3.4. Optimization of Electrochemical Detection Conditions for Peroxidase Mimic

The effects of Au@Fe3O4 addition, reaction temperature, pH, and scan rate on the electrochemical response were explored and optimized in order to provide a greater level of sensitivity and performance in the electrochemically enhanced detection of sodium nitrite. This was accomplished by determining the optimal values for each of these variables. In order to determine the detection index, the absolute value of the oxidation peak current was utilized.
The electrochemical detection system is subject to the direct influence of the temperature of the reaction. As can be observed in Figure 5a, the absolute value of the oxidation peak current progressively increases as the reaction temperature rises. This trend is depicted by a linear trend line. When the temperature was in the range of 20 to 30 °C, there was a quick increase in the response rate, as well as an increase in the number of charges on the electrode surface. As a direct consequence of the quickening of the electron transfer rate and the intensification of the current response signal, the absolute magnitude of the oxidation peak current rose precipitously in a short period of time. The temperature range of 30–50 °C was optimal for maximizing the peroxidase-like activity of the Au@Fe3O4 enzyme in the assay method. The ongoing oxidative breakdown of H2O2 resulted in the production of a significant amount of ROS, which in turn sped up the electrocatalytic oxidation of sodium nitrite. The electrochemical response signal became stronger as the number of electron transfers on the electrode surface rose, and the absolute value of the oxidation peak current increased as the number of electron transfers on the electrode surface increased. However, when the temperature was increased even further to the range of 50–60 °C, the reaction rate dropped dramatically, the electrochemical signal became less strong, and the absolute magnitude of the oxidation peak current showed a downward trend. It was determined that this was due to the fact that when the temperature was higher than 50 °C, the Au@Fe3O4 peroxidase mimic experienced some inhibition and a drop in its catalytic activity. This led to a large reduction in the amount of ·OH that was created as a result of the catalytic reaction. The temperature at which the electrochemical sensor began to react was also too high to be easily recognized. As a result, the temperature of 50 °C was determined to be the most suitable for the system’s reactions.
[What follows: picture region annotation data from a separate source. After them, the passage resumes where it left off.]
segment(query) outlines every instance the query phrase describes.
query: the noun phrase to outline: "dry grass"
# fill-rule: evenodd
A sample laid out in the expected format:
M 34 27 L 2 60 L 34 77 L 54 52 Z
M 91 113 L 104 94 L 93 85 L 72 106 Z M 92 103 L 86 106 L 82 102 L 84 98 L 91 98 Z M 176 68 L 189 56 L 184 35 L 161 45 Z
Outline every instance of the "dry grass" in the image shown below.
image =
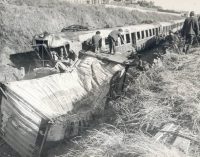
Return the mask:
M 93 130 L 86 139 L 76 141 L 79 150 L 59 157 L 184 157 L 143 133 L 125 133 L 113 126 Z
The scan rate was crucial to the system’s electrochemical response. As shown in Figure 5b, the absolute value of the system’s oxidation peak current increased dramatically as the scan rate was gradually increased. Excellent linearity existed between the absolute value of the oxidation peak current and the square of the root of the scan rate. The regression equation was y = 87.35x + 3.877 (R2 = 0.9907). This was because the diffusion effect controls the electron transfer process in the system. As the scan rate increases, so does the electron transfer rate, and, as a result, the absolute value of the oxidation peak current increases [46]. Nevertheless, our group’s previous experimental investigations demonstrated that when the scan rate exceeded 0.1 V/s, the stability of the detection system was compromised, which was not conducive to further sodium nitrite detection. As a result, 0.1 V/s was chosen as the optimal scan rate.
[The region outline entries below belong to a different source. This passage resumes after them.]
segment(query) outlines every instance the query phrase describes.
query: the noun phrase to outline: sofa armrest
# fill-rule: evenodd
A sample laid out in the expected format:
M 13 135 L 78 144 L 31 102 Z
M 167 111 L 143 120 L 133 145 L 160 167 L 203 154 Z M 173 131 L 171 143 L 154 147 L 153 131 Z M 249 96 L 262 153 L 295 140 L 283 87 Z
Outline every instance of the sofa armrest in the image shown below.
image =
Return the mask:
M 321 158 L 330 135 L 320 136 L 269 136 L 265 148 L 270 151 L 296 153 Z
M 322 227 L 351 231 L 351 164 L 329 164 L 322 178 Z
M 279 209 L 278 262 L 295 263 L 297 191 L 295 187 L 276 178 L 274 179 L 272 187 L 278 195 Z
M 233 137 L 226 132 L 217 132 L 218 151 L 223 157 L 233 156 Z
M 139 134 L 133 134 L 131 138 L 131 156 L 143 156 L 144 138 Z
In addition, the detection system’s Au@Fe3O4 addition was optimized. As depicted in Figure 5c, the additional quantity of Au@Fe3O4 was between 0.0045 and 0.0095 g, and the absolute value of the oxidation peak current increased gradually as the additional amount was added. With the addition of more Au@Fe3O4 to the electrochemical detection system, the peroxidase-like activity likely increased, promoting the electrooxidation of sodium nitrite to generate electron transfer and generate more ·OH. It was also possible that a trace quantity of Au@Fe3O4 was attached to the surface of the electrode, which boosted the sensitivity of the electrode and the electron transfer rate significantly. Thus, when the amount added was between 0.0095 g and 0.0145 g, the reaction rate decreased swiftly, and the absolute value of the oxidation peak current decreased gradually. It was conceivable that the nanoparticle aggregation caused by the excessive addition of Au@Fe3O4 reduced the catalytic effect. The optimal amount of Au@Fe3O4 to be added for the detection of sodium nitrite was determined to be 0.0095 g.
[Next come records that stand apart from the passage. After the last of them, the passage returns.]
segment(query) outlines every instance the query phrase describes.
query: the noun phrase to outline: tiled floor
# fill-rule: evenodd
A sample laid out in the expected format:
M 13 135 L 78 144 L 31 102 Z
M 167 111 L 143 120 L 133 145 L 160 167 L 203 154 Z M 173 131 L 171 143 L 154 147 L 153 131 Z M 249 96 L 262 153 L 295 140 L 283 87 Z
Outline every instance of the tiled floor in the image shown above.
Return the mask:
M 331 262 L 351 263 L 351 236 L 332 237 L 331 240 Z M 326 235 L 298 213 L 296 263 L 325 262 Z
The results of the effect of buffer pH on the electrochemical detection system are shown in Figure 5d. With the increase in buffer pH, the absolute value of the oxidation peak current first increased and then decreased. At pH 6 of the test system, the peak oxidation current intensity was maximum. This is because the electrons were easily transferred to the electrode surface by the oxidation of sodium nitrite in the pH 6 buffer. A stronger electrochemical signal was generated, and the absolute value of the oxidation peak current increased accordingly. In the meantime, the medium has a significant quantity of negative ions when the pH of the buffer solution is in the range of 7 to 8. The presence of an excessive number of negative ions fails to promote the flow of electrons to the electrode, and the electron mobility gradually diminishes as a result. This makes it challenging for the system to go through redox reactions. The electrochemical reaction will be slowed down, and the absolute value of the peak current produced by oxidation will decrease. As a consequence, pH 6 was chosen as the electrochemical condition for further measurement of sodium nitrite [47].
Overall, the optimal combination of experimental schemes was a reaction temperature of 50 °C, an amount of added Au@Fe3O4 of 0.0095 g, a scanning rate of 0.10 V/s, and a buffer pH of 6. Three parallel tests were performed under optimal conditions, and the average absolute value of the oxidation peak current was approximately 14.27 μA.

3.5. Electrochemical Detection of Sodium Nitrite

As illustrated in Figure 6a, it can be observed that the current response of the oxidation peak increases proportionally with the rise in sodium nitrite concentration. It can be seen from Figure 6b that the concentration of sodium nitrite has a good linear relationship with the absolute value of the oxidation peak current in the range of 0.01–100 mmol/L. The regression equation of the working curve was y = 1.0752x + 4.4728 (R2 = 0.9949). The calculated LOD was 0.867 µmol/L (S/N = 3). The numerous electrochemical sensors that can detect sodium nitrite are compared and contrasted in Table 2, which can be found below. This system had a lower LOD than many of the previously described methods, a wider linear range than other nanomaterial-based electrochemical assays, and good sensitivity. Additionally, this system had a lower linear range.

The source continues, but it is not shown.